Les gens commencent à découvrir la filière. Pour notre cas, nous utilisons la farine d’insectes pour la consommation animale, c’est une autre histoire pour la consommation humaine. Même si la farine d’insecte dispose de valeur nutritive très élevée et bénéfique pour l’Homme, elle est très coûteuse et peut devenir une fausse solution dans la recherche de source de protéine alternative, car cela nécessite le fait que les BSF consomment des légumes ou des viandes fraîches non endommagés. Il faudrait un immense travail social pour un changement de comportement allant dans ce sens, cependant, cela n’empêche que des curieux et des courageux en consomment régulièrement(…).

Sur le long terme, quel serait votre ambition ?

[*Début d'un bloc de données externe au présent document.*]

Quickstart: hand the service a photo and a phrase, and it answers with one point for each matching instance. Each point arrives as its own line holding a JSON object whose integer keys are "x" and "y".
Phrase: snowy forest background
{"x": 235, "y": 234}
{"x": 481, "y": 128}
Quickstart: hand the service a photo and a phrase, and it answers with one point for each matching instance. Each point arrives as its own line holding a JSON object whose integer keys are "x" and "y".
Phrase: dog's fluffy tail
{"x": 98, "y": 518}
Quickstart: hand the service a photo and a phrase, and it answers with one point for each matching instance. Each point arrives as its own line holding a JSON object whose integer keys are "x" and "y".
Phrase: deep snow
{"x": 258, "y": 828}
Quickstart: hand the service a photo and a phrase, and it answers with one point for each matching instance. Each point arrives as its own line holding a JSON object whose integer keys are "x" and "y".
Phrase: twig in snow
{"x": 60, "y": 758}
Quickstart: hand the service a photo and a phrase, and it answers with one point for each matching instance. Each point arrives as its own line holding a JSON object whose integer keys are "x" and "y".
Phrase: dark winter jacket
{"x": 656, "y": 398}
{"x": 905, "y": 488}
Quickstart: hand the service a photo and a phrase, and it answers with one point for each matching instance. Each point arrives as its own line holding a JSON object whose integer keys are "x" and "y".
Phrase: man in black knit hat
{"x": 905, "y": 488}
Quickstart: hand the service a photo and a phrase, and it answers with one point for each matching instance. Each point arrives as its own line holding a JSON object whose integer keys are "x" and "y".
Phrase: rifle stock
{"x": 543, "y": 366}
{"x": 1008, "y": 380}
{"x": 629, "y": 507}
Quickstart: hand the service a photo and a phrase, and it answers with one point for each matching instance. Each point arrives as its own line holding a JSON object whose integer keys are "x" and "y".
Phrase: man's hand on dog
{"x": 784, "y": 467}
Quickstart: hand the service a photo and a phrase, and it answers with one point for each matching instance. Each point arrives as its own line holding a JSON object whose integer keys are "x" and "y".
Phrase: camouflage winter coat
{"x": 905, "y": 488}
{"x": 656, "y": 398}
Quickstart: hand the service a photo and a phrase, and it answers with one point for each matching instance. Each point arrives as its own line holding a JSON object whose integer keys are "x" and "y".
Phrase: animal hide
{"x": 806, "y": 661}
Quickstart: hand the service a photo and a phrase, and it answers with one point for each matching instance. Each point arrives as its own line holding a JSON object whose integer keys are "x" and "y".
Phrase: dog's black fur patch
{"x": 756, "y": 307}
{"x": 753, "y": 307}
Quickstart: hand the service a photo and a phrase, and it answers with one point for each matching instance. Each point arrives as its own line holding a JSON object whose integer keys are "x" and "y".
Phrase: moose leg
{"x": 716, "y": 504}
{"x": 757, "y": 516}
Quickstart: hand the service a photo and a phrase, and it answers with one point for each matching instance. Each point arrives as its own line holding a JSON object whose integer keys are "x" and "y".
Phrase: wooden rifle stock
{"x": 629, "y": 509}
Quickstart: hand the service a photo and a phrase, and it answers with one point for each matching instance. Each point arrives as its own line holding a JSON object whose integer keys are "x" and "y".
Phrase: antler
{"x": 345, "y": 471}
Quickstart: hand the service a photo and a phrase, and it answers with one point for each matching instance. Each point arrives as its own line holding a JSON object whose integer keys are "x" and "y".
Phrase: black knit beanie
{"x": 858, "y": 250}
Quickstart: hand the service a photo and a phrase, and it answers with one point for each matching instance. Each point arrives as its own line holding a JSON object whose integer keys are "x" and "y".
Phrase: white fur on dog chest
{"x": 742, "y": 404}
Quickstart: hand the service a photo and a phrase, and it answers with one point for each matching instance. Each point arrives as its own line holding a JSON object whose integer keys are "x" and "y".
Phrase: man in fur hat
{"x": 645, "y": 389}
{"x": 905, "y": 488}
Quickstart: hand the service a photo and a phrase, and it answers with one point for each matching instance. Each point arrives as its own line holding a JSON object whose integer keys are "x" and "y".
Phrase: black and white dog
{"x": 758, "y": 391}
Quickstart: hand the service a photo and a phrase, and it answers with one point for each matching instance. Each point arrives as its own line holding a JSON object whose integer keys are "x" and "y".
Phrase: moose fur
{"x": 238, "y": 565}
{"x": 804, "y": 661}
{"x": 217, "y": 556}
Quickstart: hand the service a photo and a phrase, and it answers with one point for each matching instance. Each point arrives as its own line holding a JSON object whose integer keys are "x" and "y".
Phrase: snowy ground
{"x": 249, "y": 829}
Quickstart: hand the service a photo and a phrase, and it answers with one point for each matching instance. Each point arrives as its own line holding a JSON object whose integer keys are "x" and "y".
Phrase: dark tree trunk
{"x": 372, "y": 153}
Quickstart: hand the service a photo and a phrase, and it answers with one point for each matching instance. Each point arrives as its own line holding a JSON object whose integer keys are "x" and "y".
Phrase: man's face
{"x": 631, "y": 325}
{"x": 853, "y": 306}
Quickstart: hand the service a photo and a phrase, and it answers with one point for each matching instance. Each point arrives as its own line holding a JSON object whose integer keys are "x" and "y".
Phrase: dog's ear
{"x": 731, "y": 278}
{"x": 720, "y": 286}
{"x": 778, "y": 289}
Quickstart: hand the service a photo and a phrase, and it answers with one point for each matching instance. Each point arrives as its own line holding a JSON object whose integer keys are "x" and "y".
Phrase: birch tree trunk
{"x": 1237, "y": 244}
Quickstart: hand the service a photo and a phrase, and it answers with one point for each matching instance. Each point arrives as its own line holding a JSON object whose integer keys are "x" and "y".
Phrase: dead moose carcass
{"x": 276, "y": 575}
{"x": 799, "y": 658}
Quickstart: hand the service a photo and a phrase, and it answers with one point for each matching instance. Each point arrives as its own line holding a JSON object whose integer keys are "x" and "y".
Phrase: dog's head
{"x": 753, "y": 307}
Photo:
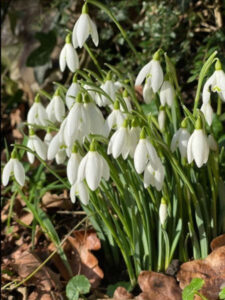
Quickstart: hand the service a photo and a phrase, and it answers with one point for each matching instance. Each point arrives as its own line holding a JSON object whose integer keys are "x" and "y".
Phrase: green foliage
{"x": 190, "y": 290}
{"x": 112, "y": 287}
{"x": 78, "y": 285}
{"x": 222, "y": 294}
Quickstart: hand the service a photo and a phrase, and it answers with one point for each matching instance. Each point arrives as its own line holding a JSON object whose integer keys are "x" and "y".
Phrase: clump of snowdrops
{"x": 150, "y": 182}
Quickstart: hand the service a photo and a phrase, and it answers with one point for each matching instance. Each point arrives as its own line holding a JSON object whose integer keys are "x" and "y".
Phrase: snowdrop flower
{"x": 127, "y": 102}
{"x": 115, "y": 118}
{"x": 78, "y": 121}
{"x": 95, "y": 117}
{"x": 154, "y": 175}
{"x": 198, "y": 147}
{"x": 83, "y": 28}
{"x": 120, "y": 142}
{"x": 207, "y": 110}
{"x": 212, "y": 143}
{"x": 57, "y": 147}
{"x": 148, "y": 93}
{"x": 166, "y": 94}
{"x": 180, "y": 140}
{"x": 37, "y": 114}
{"x": 154, "y": 72}
{"x": 144, "y": 153}
{"x": 216, "y": 82}
{"x": 72, "y": 165}
{"x": 68, "y": 56}
{"x": 93, "y": 168}
{"x": 48, "y": 137}
{"x": 36, "y": 145}
{"x": 134, "y": 137}
{"x": 72, "y": 92}
{"x": 56, "y": 108}
{"x": 161, "y": 118}
{"x": 110, "y": 89}
{"x": 79, "y": 189}
{"x": 163, "y": 211}
{"x": 13, "y": 167}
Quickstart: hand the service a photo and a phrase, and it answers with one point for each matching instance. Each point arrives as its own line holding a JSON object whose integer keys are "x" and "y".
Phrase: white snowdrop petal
{"x": 92, "y": 172}
{"x": 157, "y": 75}
{"x": 82, "y": 29}
{"x": 19, "y": 172}
{"x": 7, "y": 172}
{"x": 40, "y": 147}
{"x": 62, "y": 59}
{"x": 53, "y": 147}
{"x": 83, "y": 193}
{"x": 143, "y": 73}
{"x": 71, "y": 58}
{"x": 59, "y": 108}
{"x": 140, "y": 156}
{"x": 73, "y": 193}
{"x": 94, "y": 33}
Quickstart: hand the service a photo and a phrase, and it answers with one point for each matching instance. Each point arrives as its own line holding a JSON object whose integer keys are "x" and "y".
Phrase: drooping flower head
{"x": 68, "y": 56}
{"x": 83, "y": 28}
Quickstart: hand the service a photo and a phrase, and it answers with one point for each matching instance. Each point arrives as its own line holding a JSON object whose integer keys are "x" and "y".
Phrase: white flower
{"x": 144, "y": 153}
{"x": 83, "y": 28}
{"x": 78, "y": 121}
{"x": 72, "y": 167}
{"x": 207, "y": 110}
{"x": 154, "y": 175}
{"x": 58, "y": 145}
{"x": 148, "y": 93}
{"x": 36, "y": 145}
{"x": 120, "y": 143}
{"x": 166, "y": 94}
{"x": 198, "y": 148}
{"x": 110, "y": 89}
{"x": 72, "y": 93}
{"x": 37, "y": 114}
{"x": 13, "y": 167}
{"x": 47, "y": 139}
{"x": 134, "y": 138}
{"x": 115, "y": 119}
{"x": 96, "y": 119}
{"x": 216, "y": 82}
{"x": 56, "y": 109}
{"x": 163, "y": 211}
{"x": 79, "y": 189}
{"x": 161, "y": 119}
{"x": 155, "y": 74}
{"x": 212, "y": 143}
{"x": 180, "y": 140}
{"x": 68, "y": 56}
{"x": 93, "y": 168}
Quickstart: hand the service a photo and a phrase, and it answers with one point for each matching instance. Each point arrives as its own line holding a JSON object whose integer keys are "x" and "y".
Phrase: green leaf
{"x": 191, "y": 289}
{"x": 77, "y": 285}
{"x": 41, "y": 55}
{"x": 112, "y": 287}
{"x": 222, "y": 294}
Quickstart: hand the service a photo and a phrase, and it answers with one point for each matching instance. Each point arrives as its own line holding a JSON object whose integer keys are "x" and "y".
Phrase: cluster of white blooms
{"x": 73, "y": 120}
{"x": 215, "y": 83}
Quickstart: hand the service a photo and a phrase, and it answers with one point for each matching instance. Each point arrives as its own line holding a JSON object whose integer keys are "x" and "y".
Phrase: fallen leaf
{"x": 26, "y": 262}
{"x": 57, "y": 201}
{"x": 218, "y": 242}
{"x": 158, "y": 286}
{"x": 211, "y": 269}
{"x": 121, "y": 293}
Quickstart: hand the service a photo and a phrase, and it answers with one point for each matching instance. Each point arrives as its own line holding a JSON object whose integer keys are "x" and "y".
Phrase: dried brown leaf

Notre ambition est de contribuer à hauteur de 10 % à la réduction des déchets à Antananarivo. Si nous parvenons déjà à gérer la situation à Andravoahangy, ce serait un grand pas en avant. Nous visons à devenir une entreprise capable de fournir des croquettes de qualité et en quantité pour le marché, à un prix abordable. BSFlyInsectsFarming est encore une jeune entreprise, mais nous sommes ambitieux et déterminés à aborder un problème qui touche à la fois l’environnement et l’agriculture. Nous exploitons le potentiel du BSF (Black Soldier Fly) pour transformer nos déchets organiques. En effet, le traitement des déchets par le BSF réduit les émissions de méthane, donc de gaz à effet de serre, et contribue de manière durable à la capture de ces émissions. Nous sommes également membres de la plateforme Gasy Insectes Comestibles, une initiative créée à Madagascar pour rassembler tous ceux qui travaillent ou souhaitent se lancer dans cette filière. En effet, les insectes ne se limitent pas au BSF : les sauterelles ou encore les criquets, parmi tant d’autres, font aussi partie des espèces exploitées.